Figure 1 - Greenplum's Platform Extension Framework (PXF)
Figure 1 illustrates Greenplum’s Platform Extension Framework (PXF), the product’s architecture. The warehouse offers what the company calls “polymorphic storage” by which it means that data is stored in row and/or column format, or in external tables in HDFS or Amazon S3, depending on the queries you want to run. Row-based data is indexed for faster access, while columnar storage leverages Standard compression.
But query capability is extended beyond these confines as illustrated, so that you can federate queries across multiple data stores, with queries either running in the source system, or you can pull data into the warehouse. The company’s “next generation” cost-based database optimiser, called Orca (see Figure 2), introduced in 2017, knows about the location of relevant data and in federated environments can use both push-down filters and column projection to improve performance. The database employs the concept of slices, which are used in parallel for the execution of scans, joins, sorts, aggregations and so forth. A variety of indexes types are supported, including specialised ones for geospatial and text data.
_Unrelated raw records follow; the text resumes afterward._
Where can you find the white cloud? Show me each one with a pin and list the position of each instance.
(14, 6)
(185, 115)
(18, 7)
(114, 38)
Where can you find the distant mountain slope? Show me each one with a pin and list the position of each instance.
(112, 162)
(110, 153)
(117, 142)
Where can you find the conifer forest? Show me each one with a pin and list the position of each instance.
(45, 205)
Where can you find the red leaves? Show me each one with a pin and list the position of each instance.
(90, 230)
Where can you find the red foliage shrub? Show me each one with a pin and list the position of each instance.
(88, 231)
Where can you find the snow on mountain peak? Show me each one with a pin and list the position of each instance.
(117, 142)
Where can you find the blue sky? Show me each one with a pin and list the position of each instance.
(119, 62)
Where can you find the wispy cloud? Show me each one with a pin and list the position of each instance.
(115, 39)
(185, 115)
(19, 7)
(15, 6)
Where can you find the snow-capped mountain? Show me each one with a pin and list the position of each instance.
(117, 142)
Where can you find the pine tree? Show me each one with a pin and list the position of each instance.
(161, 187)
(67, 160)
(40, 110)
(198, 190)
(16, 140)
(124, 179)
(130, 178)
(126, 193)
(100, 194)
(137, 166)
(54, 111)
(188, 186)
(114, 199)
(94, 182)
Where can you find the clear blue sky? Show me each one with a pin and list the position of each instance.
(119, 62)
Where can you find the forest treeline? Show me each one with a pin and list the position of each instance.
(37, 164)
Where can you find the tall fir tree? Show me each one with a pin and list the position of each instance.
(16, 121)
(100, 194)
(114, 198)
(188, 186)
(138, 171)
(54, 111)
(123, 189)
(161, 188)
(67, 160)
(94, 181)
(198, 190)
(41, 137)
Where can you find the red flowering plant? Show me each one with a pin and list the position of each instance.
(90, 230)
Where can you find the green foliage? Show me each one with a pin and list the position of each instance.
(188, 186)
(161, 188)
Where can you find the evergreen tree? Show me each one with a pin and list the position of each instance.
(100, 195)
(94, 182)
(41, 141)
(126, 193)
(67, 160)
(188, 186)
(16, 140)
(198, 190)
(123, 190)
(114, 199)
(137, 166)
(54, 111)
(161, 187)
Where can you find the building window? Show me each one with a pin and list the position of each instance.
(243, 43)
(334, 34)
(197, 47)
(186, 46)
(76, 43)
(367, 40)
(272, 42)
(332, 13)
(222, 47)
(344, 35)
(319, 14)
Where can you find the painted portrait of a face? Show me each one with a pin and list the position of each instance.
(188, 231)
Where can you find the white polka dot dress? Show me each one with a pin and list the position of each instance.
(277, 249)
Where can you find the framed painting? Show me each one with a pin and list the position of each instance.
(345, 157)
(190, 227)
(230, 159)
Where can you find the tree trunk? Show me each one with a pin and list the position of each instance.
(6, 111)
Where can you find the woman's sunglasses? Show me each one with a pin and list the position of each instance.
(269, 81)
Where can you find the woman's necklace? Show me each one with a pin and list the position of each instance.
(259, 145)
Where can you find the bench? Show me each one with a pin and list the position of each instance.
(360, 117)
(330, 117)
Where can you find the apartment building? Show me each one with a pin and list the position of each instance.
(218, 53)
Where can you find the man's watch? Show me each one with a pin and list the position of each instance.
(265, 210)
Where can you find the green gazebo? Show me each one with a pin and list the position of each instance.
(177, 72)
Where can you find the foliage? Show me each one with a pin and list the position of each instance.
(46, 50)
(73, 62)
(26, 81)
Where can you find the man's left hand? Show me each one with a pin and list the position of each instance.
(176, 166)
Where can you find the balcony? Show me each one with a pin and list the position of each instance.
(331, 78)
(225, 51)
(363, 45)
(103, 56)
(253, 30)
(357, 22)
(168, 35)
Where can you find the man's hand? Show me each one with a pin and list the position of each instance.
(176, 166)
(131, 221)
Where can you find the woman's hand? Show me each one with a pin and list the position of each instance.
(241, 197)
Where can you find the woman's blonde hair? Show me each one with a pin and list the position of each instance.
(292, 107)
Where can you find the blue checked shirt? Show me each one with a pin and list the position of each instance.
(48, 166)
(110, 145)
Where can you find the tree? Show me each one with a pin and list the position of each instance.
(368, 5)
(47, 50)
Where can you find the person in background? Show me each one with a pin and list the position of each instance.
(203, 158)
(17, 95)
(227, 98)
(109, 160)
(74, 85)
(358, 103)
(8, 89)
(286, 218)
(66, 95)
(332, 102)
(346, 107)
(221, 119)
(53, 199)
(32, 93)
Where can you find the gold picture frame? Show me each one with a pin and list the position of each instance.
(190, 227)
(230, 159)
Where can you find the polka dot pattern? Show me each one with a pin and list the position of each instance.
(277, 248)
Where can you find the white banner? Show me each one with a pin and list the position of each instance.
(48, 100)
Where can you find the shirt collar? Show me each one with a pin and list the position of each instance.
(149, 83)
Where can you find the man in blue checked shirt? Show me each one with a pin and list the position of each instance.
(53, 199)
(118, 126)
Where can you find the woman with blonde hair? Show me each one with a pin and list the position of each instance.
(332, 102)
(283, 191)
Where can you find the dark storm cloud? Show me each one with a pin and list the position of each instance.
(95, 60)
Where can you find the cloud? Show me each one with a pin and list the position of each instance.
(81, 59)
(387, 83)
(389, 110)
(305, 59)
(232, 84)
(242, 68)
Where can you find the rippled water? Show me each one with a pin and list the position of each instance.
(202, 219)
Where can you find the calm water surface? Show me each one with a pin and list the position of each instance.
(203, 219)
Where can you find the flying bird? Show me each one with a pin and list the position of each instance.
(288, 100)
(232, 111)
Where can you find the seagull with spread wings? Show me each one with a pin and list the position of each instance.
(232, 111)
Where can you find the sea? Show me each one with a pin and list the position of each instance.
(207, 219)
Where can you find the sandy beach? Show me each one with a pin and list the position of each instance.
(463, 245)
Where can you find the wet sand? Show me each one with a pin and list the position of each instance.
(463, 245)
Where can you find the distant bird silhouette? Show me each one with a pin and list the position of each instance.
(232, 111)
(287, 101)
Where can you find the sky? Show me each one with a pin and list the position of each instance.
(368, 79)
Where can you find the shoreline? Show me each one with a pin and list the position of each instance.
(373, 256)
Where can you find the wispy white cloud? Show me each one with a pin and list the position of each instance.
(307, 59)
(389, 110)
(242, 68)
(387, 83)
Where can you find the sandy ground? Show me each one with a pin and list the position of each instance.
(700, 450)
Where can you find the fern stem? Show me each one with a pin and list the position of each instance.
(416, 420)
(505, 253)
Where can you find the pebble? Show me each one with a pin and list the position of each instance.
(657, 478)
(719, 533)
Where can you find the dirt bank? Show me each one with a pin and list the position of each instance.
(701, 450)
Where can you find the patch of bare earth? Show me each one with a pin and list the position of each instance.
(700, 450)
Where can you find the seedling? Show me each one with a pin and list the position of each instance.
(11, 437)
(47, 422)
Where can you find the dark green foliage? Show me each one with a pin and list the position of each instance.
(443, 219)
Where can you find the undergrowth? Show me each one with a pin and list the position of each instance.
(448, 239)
Figure 2 - The architecture of Greenplum
Looking into the architecture shown in Figure 2, in more detail, the key to Greenplum’s performance is in the way that it distributes data, using a combination of vertical partitioning and segments, where segments also support redundancy for failover purposes. The product also features dynamic pipelining, in-memory query processing, workload management (significantly enhanced in the latest version, which is 6.0), automatic elastic query execution (where you spin up more resources, as required), and dynamic cluster expansion/shrink capabilities when the product is deployed in
the cloud.
Other noteworthy capabilities include the fact that Greenplum is ACID compliant and supports two-phase commit (with major performance improvements in the latest version of the product), connectivity with both Spark and Kafka (mapping Kafka topics to Greenplum tables on a continuous basis, with exactly once delivery), the Greenplum Command Center for database administration and management (significantly enhanced in the latest release), high availability, snapshotting to support disaster recovery, write ahead logs for improved (in version 6) stability and fault tolerance. In the latest release, the company has also made a concerted effort to reduce the need to move data. For example, it has introduced a replicated tables capability and, when querying across a third-party environment such as Amazon S3, you now only have to move required data into Greenplum rather than having to do so in bulk.